The blast reportedly targeted a car used by a senior police official on a street in Hazmieh, on the Christian eastern edge of the capital. Television footage showed black smoke and flames rising from the street. A body sat slumped in a delivery truck that was caught up in the explosion, eyewitnesses said. Body parts were reportedly strewn on the road.

Thick black smoke curled into the sky as ambulances rushed to the scene, an area of office buildings and parking lots on a highway leading out of Beirut. Cars in one parking lot were set ablaze and badly damaged by the force of the blast, reporters said.

Christian areas in Lebanon have been hit by several bomb blasts and attacks in recent months and years, several of them blamed on Syria, which has denied responsibility for the violence. Friday’s blast came some 10 days after a car bomb damaged an American diplomatic car in the Lebanese capital, killing three people and wounding 16, French News Agency AFP said. 

MORE BLASTS

Last month a car bomb killed the army’s chief of operations, Brigadier-General Francois Haj, in east Beirut. Lebanon has suffered at least 30 bombings in the last three years, many hitting anti-Syrian politicians and journalists. Bombers have also targeted United Nations peacekeepers in the south.
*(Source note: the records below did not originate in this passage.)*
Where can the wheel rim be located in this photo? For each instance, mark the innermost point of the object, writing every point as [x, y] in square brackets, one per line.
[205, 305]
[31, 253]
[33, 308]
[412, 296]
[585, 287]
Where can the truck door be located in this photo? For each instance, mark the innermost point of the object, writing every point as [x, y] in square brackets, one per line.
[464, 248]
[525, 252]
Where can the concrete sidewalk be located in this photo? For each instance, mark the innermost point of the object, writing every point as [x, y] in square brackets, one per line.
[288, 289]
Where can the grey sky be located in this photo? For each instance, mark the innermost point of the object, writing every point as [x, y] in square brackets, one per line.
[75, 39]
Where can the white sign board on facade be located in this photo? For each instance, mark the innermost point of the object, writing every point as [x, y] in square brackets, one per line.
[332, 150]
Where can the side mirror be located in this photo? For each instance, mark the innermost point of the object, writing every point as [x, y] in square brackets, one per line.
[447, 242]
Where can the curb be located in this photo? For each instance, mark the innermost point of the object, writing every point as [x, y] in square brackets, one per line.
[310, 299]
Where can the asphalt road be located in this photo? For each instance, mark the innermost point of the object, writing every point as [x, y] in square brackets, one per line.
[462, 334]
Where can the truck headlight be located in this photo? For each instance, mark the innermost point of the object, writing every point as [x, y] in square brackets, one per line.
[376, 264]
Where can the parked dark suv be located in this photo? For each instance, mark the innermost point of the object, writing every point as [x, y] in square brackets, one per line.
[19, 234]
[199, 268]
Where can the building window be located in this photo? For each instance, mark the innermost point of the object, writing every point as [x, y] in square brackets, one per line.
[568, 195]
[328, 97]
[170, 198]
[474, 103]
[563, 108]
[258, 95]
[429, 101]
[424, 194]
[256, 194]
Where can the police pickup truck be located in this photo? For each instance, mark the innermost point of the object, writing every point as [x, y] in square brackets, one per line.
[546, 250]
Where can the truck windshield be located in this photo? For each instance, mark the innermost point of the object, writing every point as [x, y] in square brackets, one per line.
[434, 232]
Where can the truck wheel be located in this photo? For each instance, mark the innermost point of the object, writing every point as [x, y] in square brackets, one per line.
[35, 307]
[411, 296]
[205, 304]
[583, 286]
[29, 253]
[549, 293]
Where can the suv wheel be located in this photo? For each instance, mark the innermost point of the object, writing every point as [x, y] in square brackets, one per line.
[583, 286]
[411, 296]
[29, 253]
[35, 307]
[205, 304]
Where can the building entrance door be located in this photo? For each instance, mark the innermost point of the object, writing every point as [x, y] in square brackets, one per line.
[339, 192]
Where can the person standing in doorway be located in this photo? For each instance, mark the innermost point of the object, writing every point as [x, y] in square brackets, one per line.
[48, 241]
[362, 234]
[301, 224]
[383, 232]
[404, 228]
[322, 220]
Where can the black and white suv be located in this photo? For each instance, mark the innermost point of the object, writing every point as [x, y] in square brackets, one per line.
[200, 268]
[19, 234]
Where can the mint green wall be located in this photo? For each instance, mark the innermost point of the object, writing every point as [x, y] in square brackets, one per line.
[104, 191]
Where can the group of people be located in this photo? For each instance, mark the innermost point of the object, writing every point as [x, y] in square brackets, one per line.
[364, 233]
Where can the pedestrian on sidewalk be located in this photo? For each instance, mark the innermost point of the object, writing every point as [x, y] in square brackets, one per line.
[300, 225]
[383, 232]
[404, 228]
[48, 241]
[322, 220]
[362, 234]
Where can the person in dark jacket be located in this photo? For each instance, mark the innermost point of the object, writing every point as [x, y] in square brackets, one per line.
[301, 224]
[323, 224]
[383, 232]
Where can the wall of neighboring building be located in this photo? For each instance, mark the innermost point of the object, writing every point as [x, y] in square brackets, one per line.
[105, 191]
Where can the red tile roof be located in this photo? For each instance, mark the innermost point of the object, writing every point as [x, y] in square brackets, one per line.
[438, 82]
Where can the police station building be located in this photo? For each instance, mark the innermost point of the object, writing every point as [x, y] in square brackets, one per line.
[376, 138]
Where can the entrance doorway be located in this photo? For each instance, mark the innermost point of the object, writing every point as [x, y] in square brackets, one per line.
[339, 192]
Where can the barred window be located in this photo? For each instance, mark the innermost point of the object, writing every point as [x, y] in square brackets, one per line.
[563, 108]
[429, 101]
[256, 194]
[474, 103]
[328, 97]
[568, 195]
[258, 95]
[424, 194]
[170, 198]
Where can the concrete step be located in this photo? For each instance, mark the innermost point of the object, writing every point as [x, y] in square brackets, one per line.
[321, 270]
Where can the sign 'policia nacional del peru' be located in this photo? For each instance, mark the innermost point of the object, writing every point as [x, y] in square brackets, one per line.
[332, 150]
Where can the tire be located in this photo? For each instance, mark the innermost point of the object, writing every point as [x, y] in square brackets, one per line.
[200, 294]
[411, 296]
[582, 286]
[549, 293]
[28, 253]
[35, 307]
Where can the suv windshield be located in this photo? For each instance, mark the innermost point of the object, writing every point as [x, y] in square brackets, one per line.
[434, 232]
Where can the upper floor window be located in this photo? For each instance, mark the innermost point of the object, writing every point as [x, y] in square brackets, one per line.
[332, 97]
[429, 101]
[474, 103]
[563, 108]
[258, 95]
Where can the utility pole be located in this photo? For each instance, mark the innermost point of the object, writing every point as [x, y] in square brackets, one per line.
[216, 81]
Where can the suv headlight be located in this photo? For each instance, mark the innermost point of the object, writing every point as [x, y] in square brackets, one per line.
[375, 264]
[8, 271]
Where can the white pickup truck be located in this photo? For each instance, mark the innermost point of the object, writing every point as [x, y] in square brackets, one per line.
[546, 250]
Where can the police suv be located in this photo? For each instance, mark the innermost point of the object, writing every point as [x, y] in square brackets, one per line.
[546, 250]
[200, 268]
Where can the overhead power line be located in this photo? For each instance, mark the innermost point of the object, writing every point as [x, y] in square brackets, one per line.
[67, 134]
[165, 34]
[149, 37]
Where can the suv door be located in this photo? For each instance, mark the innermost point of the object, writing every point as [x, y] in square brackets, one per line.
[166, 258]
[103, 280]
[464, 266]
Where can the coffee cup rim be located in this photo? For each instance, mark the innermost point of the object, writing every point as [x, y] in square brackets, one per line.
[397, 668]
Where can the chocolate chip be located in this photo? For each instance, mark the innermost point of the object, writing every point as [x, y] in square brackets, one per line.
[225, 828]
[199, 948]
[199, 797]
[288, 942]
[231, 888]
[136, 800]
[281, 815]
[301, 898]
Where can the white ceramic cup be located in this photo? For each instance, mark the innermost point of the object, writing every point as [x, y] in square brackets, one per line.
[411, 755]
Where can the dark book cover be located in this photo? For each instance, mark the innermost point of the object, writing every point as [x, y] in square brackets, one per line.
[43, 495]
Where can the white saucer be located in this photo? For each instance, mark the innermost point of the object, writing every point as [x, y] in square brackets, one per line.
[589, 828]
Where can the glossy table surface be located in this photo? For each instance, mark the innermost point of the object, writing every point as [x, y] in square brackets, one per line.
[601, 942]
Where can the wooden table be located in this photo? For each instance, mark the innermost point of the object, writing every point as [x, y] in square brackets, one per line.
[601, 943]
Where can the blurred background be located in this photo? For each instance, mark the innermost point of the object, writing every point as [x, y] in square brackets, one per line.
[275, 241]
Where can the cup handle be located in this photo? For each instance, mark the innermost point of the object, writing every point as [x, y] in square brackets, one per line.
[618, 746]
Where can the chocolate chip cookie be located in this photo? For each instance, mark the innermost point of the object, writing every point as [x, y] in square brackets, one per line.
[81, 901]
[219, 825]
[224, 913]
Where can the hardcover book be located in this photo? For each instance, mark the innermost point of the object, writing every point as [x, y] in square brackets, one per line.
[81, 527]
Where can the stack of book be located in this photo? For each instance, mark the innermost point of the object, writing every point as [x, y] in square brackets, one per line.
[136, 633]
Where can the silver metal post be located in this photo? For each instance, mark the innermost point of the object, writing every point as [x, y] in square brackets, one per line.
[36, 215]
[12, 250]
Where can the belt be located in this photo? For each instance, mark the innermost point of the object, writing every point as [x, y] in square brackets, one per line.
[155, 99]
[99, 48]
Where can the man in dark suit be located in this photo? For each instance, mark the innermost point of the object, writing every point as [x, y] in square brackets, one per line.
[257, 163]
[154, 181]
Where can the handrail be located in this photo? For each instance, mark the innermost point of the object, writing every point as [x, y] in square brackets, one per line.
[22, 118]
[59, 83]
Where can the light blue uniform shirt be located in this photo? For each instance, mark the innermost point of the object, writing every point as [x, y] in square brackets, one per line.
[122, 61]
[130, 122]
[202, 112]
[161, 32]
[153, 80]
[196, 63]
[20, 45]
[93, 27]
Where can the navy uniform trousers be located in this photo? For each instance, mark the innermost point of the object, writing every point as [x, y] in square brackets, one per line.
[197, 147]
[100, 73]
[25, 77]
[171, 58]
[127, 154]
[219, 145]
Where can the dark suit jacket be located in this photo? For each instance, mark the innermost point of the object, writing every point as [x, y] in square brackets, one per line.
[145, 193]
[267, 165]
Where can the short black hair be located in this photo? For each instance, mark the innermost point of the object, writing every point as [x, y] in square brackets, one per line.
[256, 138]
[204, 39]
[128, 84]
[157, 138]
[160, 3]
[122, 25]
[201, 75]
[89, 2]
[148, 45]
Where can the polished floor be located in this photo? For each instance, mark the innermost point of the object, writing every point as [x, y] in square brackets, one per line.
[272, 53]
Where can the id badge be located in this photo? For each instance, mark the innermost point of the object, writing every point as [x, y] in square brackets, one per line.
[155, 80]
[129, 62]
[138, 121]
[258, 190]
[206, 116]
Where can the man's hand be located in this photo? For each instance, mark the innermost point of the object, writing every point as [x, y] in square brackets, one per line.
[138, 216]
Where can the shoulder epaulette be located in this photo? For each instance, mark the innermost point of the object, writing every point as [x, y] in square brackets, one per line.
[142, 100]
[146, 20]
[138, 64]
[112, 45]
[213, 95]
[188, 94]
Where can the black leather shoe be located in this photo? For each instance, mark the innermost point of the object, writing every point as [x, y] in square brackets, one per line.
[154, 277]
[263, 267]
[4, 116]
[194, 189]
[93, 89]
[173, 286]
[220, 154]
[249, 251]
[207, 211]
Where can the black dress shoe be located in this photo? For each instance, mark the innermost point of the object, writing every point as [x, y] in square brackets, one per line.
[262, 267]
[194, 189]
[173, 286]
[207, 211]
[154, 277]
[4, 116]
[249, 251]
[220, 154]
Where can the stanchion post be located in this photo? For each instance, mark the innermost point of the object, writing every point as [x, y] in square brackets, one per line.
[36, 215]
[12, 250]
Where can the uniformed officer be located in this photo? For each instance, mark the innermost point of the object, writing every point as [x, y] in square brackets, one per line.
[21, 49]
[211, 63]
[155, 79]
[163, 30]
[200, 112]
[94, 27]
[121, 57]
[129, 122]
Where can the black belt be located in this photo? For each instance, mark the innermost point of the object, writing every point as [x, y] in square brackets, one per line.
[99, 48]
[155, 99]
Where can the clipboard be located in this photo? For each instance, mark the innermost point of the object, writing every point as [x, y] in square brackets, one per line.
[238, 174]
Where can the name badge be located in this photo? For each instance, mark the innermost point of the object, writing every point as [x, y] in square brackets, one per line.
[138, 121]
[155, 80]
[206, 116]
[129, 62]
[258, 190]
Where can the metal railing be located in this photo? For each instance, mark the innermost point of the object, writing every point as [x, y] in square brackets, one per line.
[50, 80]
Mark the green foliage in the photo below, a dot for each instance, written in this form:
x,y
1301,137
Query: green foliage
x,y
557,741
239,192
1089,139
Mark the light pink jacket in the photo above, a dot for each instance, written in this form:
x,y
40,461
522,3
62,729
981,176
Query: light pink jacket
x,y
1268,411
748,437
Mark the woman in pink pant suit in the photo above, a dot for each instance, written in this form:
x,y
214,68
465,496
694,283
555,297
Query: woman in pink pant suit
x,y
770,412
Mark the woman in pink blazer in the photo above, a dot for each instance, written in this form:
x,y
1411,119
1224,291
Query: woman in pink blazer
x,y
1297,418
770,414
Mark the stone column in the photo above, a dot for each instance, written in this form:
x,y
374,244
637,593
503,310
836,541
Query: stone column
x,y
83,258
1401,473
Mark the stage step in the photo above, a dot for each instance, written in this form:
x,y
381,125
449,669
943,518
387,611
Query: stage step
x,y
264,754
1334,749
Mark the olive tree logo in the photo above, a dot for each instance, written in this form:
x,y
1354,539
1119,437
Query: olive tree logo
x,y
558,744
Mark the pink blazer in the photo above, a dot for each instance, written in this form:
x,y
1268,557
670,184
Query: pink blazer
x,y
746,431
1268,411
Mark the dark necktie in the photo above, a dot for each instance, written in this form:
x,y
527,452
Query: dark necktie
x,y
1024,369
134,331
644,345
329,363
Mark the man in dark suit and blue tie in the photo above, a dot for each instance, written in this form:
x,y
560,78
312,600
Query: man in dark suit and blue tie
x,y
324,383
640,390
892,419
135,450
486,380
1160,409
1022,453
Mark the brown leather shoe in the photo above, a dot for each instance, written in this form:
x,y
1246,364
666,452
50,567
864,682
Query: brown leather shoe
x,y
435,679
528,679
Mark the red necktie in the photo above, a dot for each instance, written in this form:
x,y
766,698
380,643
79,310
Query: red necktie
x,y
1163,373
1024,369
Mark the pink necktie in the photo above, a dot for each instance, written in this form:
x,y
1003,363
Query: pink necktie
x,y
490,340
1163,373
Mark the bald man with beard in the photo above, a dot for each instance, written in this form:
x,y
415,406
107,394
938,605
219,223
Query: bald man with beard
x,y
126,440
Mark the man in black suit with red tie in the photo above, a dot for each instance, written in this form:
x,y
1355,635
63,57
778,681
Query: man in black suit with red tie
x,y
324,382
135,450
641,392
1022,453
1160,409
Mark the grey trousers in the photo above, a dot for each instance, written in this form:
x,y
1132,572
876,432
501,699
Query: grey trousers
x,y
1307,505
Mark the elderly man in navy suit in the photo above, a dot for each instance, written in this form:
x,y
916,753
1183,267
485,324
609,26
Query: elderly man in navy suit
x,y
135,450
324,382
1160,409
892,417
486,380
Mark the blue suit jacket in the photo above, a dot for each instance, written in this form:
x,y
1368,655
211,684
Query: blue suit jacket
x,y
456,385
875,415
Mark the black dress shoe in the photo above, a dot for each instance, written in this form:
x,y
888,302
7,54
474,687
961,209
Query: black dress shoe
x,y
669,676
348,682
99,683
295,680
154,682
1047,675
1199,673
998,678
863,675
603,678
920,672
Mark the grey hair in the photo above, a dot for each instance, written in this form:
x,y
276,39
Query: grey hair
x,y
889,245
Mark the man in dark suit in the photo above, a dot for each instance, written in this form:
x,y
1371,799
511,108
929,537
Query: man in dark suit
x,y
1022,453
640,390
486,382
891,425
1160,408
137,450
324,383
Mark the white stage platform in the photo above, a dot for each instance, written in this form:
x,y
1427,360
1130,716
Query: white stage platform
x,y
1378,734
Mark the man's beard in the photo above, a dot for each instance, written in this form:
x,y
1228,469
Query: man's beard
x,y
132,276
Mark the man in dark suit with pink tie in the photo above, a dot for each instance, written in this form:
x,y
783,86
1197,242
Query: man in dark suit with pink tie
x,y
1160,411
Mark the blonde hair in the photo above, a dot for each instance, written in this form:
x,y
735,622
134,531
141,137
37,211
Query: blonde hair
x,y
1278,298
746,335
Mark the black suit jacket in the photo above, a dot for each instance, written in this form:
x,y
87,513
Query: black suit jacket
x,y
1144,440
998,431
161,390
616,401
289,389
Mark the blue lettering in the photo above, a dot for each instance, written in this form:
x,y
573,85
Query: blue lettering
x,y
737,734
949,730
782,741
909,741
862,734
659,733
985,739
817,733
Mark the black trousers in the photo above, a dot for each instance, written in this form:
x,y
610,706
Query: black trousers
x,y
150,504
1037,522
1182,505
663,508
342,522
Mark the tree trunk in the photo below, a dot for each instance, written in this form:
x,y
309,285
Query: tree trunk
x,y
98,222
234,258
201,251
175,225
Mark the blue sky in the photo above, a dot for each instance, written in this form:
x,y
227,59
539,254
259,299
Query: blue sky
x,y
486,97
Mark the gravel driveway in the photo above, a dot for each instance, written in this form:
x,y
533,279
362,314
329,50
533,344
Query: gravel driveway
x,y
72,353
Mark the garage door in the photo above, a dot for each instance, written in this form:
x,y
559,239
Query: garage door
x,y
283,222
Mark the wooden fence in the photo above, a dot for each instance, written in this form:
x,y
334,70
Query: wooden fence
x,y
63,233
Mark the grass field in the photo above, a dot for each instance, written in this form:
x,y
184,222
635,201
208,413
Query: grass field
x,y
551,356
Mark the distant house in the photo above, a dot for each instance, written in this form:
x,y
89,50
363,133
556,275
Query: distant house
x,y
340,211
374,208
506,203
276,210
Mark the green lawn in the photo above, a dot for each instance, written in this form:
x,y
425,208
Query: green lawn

It was not clear immediately who was responsible for the latest attack. Observers say Lebanon’s stability has been underming by growing tensions between Muslims and Christians as well as a revolt by al Qaeda-inspired Islamist militants, last year. 

In addittion, Lebanon is experiencing political tensions with a long-running political conflict pitting the Western-backed ruling coalition against the Hezbollah-led opposition.